Join Paul F. Aubin for an in-depth discussion in this video Working with stairs, part of Revit 2017: Essential Training for Architecture (Metric).
- [Voiceover] In this movie we're going to begin working with stairs. Revit contains two kinds of stairs, stair by sketch and stair by component. So in this movie we'll start with the stair by sketch and we'll look at the stair by component in a later movie. So I'm in a floor plan here, specifically the Level 2 floor plan and I'm going to create the stair that goes from Level 2 to Level 3. So I'm going to come over here to my Zoom command and I'm going to zoom in down here on this space. This is labeled the South Stair and we're going to create the stair in this general location right here. Up on the Architecture tab, on the Circulation panel, I can click the drop down next to the Stair button and I'm going to choose Stair by Sketch.

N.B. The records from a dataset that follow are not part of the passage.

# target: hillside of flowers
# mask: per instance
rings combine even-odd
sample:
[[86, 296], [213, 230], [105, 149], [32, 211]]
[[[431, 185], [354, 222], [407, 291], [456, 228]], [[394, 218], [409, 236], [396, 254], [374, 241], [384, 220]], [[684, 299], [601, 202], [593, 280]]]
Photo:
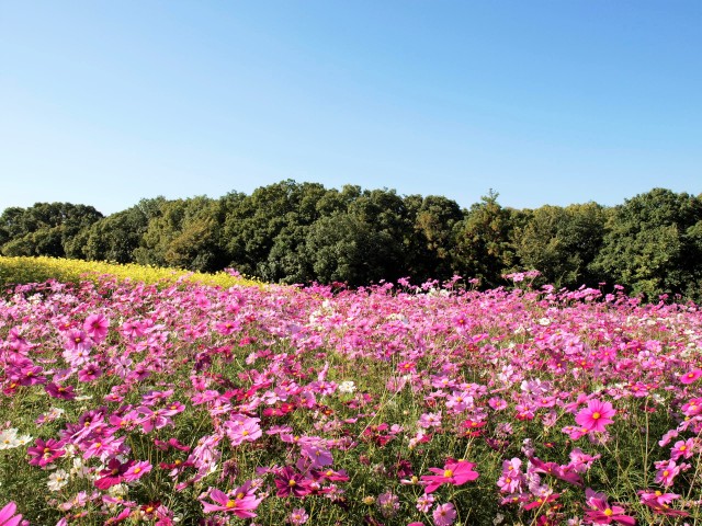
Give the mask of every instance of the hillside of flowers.
[[0, 525], [700, 524], [698, 307], [512, 277], [16, 286]]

Now, the stair by sketch has a few different buttons that we can look at and you can see them over here on the Draw panel, there's a Run, Boundary, and Riser. Now run is typically the button that you're going to want to use and it's lit up by default. If I let the tool tip display, you can kind of see what this tool will do for us. With a simple two clicks, it will create an entire run of stairs including two green lines, which represent the boundary edges of the stair, a blue line down the center which represents the path of the stair and then a series of black lines which represent the individual risers themselves.
So with two clicks, you get quite a bit of information established. Now, let's look at how it actually decides how to create and position all of those elements. If you look over at the properties palette, you can see that my stair type is called 190 millimeter max riser, 250 millimeter going. So we're going to stick with that type. We're also setting our constraints here from Level 2 to Level 3. So we're working on the Level 2 floor plan and we're going to go up to the third floor.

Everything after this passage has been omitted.